The Importance of Surrender
To recover from depression we need to surrender every aspect of our life, including our desires and will, to Jesus. Romans 8:28 assures us that God is trustworthy. 'And we know that in all things God works for the good of those who love him, who have been called according to his purpose.'
At the end of World War Two, the Allies demanded that Germany surrender to them unconditionally. That meant the Allies set all of the terms of the surrender and that Germany could not make any demands of its own. We sing, "All to Jesus, I surrender," but do we really surrender everything? (I am pointing a finger at myself here too!) For when suffering comes along, instead of surrendering all of our will to Him, we typically react by fearing, fleeing or fighting - because we do not want to be where we are. Yet, by reacting like this, we make the suffering worse as this causes more adrenalin to flow.
When we accept what we are going instead of fearing, fleeing or fighting it, when we learn to live with it, and let time pass, we can find rest again. "Come to me, all you who are weary and burdened, and I will give you rest." Matthew 11:28.
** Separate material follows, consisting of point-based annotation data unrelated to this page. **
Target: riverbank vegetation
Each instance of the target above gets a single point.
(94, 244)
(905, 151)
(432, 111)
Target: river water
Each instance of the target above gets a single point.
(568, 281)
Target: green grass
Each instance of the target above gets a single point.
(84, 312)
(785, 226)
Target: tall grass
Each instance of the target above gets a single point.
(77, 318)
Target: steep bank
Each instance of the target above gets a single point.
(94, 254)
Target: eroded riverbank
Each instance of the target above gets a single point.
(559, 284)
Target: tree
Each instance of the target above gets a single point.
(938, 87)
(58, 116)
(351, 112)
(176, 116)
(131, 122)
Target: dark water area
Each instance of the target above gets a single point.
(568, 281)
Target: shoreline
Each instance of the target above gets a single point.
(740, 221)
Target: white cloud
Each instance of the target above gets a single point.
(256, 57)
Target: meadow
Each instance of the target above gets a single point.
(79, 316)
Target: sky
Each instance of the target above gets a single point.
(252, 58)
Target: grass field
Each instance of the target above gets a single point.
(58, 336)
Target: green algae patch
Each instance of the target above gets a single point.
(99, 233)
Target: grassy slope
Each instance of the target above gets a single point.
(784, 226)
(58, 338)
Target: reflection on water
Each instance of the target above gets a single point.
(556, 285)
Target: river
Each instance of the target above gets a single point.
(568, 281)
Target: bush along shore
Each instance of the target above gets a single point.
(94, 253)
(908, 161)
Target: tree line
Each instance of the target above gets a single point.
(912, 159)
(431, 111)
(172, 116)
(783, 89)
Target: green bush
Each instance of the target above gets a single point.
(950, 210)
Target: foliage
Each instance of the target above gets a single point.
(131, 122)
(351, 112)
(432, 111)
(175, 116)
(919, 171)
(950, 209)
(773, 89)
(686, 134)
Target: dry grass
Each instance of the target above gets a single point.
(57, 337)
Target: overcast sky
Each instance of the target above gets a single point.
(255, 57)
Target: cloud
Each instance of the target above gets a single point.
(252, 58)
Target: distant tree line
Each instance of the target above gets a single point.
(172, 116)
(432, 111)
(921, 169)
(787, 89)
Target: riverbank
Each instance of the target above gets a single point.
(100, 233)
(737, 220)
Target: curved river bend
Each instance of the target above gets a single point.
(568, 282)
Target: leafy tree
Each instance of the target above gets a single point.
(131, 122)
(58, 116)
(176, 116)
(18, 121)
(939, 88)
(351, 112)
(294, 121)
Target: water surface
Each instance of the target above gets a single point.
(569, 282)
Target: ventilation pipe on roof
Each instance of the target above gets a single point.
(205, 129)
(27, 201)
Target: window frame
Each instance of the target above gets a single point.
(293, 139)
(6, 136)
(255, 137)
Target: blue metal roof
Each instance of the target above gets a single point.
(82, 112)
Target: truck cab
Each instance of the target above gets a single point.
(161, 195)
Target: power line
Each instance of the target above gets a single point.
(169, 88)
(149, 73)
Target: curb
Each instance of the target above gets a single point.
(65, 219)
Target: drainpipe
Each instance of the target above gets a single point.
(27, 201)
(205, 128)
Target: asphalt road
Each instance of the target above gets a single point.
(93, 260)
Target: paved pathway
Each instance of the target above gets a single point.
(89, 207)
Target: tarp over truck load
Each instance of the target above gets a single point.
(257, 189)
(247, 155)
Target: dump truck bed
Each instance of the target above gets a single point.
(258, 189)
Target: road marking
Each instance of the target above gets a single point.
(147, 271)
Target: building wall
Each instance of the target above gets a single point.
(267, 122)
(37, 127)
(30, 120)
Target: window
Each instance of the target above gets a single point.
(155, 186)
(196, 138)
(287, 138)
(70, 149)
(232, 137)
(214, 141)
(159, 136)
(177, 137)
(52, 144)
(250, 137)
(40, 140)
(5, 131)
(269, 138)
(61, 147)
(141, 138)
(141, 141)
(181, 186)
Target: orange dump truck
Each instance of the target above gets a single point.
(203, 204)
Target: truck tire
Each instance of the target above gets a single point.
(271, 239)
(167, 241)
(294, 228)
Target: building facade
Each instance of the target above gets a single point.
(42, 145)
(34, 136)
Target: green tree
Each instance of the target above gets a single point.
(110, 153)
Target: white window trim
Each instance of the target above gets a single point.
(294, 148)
(Note, this is a completely revised older post.)
(1) 'Self Help for Your Nerves,' Doctor Claire Weekes, Angus & Robertston Publishers, 1989, p21.
(2) 'Self Help for Your Nerves,' Doctor Claire Weekes, Angus & Robertston Publishers, 1989, p19. Note, Dr Weekes includes 'floating' as a step in the treatment technique, whereas I wrote 'learn to live with it.' In my case I found the 'floating' concept hard to grasp, but easily related to that step (or my interpretation of it) when I thought of it as 'learning to live with it.'
(3) 'Self Help for Your Nerves,' Doctor Claire Weekes, Angus & Robertston Publishers, 1989, p22.